Ajoutant au jugement :
— condamner in solidum les sociétés F C, P Q-L M, Y, et Z ainsi que la société L’AUXILIAIRE:
*au paiement de la somme de 5.000 € au titre des frais irrépétibles d’appel,
*aux entiers dépens d’appel avec application des dispositions de l’article 699 CPC.
La société LA D soutient que:
*elle a vendu son fonds de commerce mais conserve un intérêt à agir, le contrat de vente prévoyant expressément que l’action en cours est conservée au profit du cessionnaire.
*le lot cloisons sèches (société C assurée auprès du Z) a fait l’objet d’une réception tacite, la garantie décennale peut être mise en 'uvre, subsidiairement, la garantie responsabilité civile trouve à s’appliquer sans que le Z puisse invoquer une exclusion qui viderai la garantie de son contenu;
*l’expert judiciaire met en évidence le rôle central joué par la société P Q dans la conception et la direction des travaux;
*la compagnie L’AUXILIAIRE, assureur de la société P Q L M, ne peut dénier sa garantie décennale.

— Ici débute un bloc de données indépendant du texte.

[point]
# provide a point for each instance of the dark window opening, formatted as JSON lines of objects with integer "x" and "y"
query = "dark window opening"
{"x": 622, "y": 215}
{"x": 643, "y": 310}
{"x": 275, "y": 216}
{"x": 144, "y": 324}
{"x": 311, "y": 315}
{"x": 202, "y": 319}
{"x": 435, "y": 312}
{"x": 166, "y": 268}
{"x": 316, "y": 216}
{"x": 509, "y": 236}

Les réserves portées lors de la réception ne rendent pas compte de l’ampleur des désordres qui ne se sont révélés que postérieurement à la réception.
*la compagnie Y, assureur de P Q ne peut se prévaloir de la résiliation pour des réclamations antérieures à la résiliation alléguée.
*la compagnie Y, assureur de E et de la société P Q ne peut se prévaloir d’exclusions qui n’ont pas été portées à la connaissance du souscripteur, et qui aboutiraient à vider les polices de leurs contenus.
*la société C doit l’indemniser de son entier préjudice, qui comprend tous les travaux indispensables dont ceux concernant le réseau d’évacuation.
Vu les conclusions du 11 mai 2017 de la société C qui demande à la cour de:
A titre liminaire,faute d’intérêt à agir et compte tenu de la cession du fonds de commerce,
— déclarer irrecevable la société LA D en toutes ses demandes et la débouter de toutes ses demandes fins et conclusions.
A titre principal,
— confirmer le jugement attaqué en ce qu’il a condamné le Z à garantir la société C de toutes condamnations prononcées à son encontre en principal, dommages et intérêts, frais et accessoires,
— le réformer en ce qu’il a condamné la société C au paiement d’une somme de 79 000 € HT au titre des travaux de carrelage,
— réduire le montant à de plus justes proportions et en exclure le coût des travaux relatifs aux réseaux,
— condamner in solidum la société P Q, Y R, la société E, la société L’AUXILIAIRE à garantir la société C de toute condamnation prononcée à son encontre en principal, dommages et intérêts, frais et accessoires,
— réformer le jugement en ce qu’il a condamné la société LA D au paiement d’une somme de 20 586.50 € avec intérêts au taux légal à compter du 6 septembre 2012,
— dire et juger que la société LA D sera condamnée au paiement d’une somme de 20 586.50 € avec intérêts au taux contractuel à compter du 6 septembre 2012 et bénéfice de la capitalisation des intérêts échus conformément aux dispositions de l’article 1154 du Code Civil,
— confirmer le jugement pour le surplus
— condamner toute partie succombante au paiement d’une indemnité de 10 000€ par application de l’article 700 du code de procédure civile;
— condamner les mêmes aux dépens avec application de l’article 699 du code de procédure civile.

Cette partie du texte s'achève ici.